I am sleeping in her twin bed, remembering my own pink and aqua youth, while attending a writing workshop in a nearby town. Although it is potentially unisex, not restricted to females as is the Goddess Circle group sharing the grounds, the thirteen of us are all women. I am told by our charming male leader, the demographics are typical in age as well—half the group is in their sixties and seventies, women with reading glasses and soft gray hair, who dress in pretty comfortable clothes. All across the country women like them fill retreat rosters as they paint and quilt and dance.
They sit together at the lunch table, a young giddiness to their exchanges that reminds me of my goddaughter, who at recess still makes and exchanges friendship bracelets. I sprint toward my fellow attendees (yes with a knee that twinges on long hikes) hold the door open (with a minor tennis elbow), aware my frailties foreshadow things to come, and yet in their own writing they do not focus on the physical or emotional losses any long life accrues, they choose words like “becoming” and “discovering.” They are now free from dependent children, liberated from careers, released from the demands of spouses (by now they are either widowed or marriage has settled into a harmonious hum). With one foot still in the trenches, I watch their ease—they wear freedom like the soft pashmina scarves around their shoulders.
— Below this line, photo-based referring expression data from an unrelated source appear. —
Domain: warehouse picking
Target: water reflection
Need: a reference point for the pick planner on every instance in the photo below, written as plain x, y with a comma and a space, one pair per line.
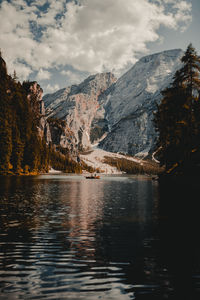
64, 237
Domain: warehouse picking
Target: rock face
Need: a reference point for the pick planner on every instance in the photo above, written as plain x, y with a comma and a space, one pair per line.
80, 106
35, 93
129, 109
119, 113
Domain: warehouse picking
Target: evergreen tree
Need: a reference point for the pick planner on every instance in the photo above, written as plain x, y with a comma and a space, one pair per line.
177, 119
5, 119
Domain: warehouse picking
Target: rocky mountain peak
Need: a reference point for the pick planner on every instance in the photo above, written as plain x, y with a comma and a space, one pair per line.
78, 105
117, 112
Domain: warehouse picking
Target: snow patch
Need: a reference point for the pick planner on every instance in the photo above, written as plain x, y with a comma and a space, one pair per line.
96, 157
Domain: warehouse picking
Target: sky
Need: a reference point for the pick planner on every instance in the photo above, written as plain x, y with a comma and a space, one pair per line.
61, 42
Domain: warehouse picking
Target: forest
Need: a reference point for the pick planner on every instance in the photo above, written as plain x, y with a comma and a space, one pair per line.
22, 149
177, 119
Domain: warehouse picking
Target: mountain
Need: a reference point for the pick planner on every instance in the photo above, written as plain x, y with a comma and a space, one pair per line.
130, 107
117, 112
81, 107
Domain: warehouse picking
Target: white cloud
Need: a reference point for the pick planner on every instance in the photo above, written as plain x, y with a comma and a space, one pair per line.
93, 36
43, 75
73, 78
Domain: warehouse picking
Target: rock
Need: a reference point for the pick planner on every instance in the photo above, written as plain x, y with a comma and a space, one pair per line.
116, 113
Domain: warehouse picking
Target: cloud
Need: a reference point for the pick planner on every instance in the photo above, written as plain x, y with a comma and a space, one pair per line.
72, 76
89, 35
43, 75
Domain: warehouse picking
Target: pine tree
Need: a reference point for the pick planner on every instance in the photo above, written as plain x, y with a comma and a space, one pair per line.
5, 119
177, 119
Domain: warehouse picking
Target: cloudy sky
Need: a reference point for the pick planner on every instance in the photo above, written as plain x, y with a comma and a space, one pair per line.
61, 42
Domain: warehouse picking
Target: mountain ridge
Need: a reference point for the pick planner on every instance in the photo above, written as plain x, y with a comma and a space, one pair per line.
121, 110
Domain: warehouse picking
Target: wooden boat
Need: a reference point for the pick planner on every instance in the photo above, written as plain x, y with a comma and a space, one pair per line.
93, 177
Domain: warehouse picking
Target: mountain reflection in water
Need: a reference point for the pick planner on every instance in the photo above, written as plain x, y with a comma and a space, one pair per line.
64, 237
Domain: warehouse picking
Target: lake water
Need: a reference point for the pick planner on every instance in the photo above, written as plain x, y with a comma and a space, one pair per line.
120, 237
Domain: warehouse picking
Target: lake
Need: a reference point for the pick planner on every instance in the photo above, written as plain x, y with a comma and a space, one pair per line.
119, 237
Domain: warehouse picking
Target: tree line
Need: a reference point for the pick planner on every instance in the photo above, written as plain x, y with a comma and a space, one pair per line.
177, 119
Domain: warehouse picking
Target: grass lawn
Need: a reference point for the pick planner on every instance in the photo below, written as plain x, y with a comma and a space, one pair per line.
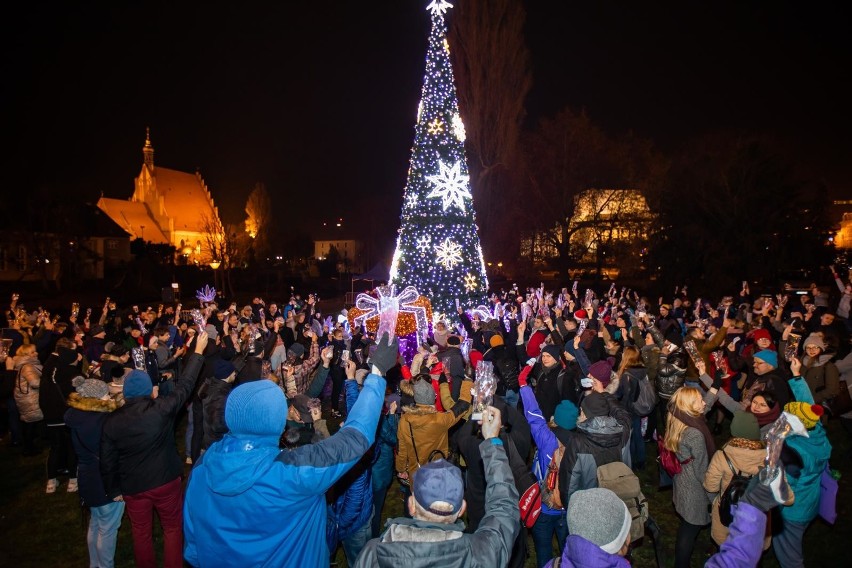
47, 530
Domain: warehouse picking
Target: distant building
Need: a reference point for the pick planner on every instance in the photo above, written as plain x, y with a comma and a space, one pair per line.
843, 237
609, 228
167, 207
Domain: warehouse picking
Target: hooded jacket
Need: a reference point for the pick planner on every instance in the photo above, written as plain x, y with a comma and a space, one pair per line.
249, 482
85, 417
27, 387
814, 452
413, 543
597, 441
138, 449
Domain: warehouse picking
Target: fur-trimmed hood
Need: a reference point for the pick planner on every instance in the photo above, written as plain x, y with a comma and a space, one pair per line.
420, 409
91, 404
From fifteen to fifty, the sweet meat of our lives, women abandon this inner journey, often to focus on motherhood and caregiving, necessities lest the human race fail to continue. We turn outward as well with our endless appointments of self-enhancement, trying to secure our place. If we do stab at self-expression, it is often done with guilt, one more thing on the “to do” list. On most counts men do not wither as we women do, even through fatherhood and careers, they unapologetically enjoy sports and cars, hide behind newspapers and computer screens, a continuum of self-creation and preservation. My own lover calls it “Daniel Boone-ing” and will disappear to Alaska to fish, hike in the woods solo and escape into a big screen television for a football game while I make sure his cold ones are cold.
Here at this workshop titled, “Writing Wild to Change Your Life,” I find the women are unearthing a feral friskiness. Julane, who tells me at 73 she is just beginning to write and her husband of 80 has become a potter, says “I am loving our life.” Ren (without the “W,” although we all want to add it, she is such a pretty bird), in her seventies has us enthralled with an essay on taming the weasel of self-doubt, that like a ferret stealing your car keys, has kept her from a lifetime of self expression. Another woman likens her journey to standing in a dinghy just pushing off the from the shore, we all relate to the image of tottering.
As my own ovaries release their last pearls, I find myself looking beyond the gilded carousel. I have been riding a grand one, like the kind they have in the center of a city zoo, jockeying for the prettiest horse that takes me up and down. I am beginning to gaze past the brass ring. I see older women watching the animals. They wink at the tiger with its citrine eyes, coo to the anteater who sweeps the earth with her coarse hair and nod to the kangaroo who bounds purely for bliss.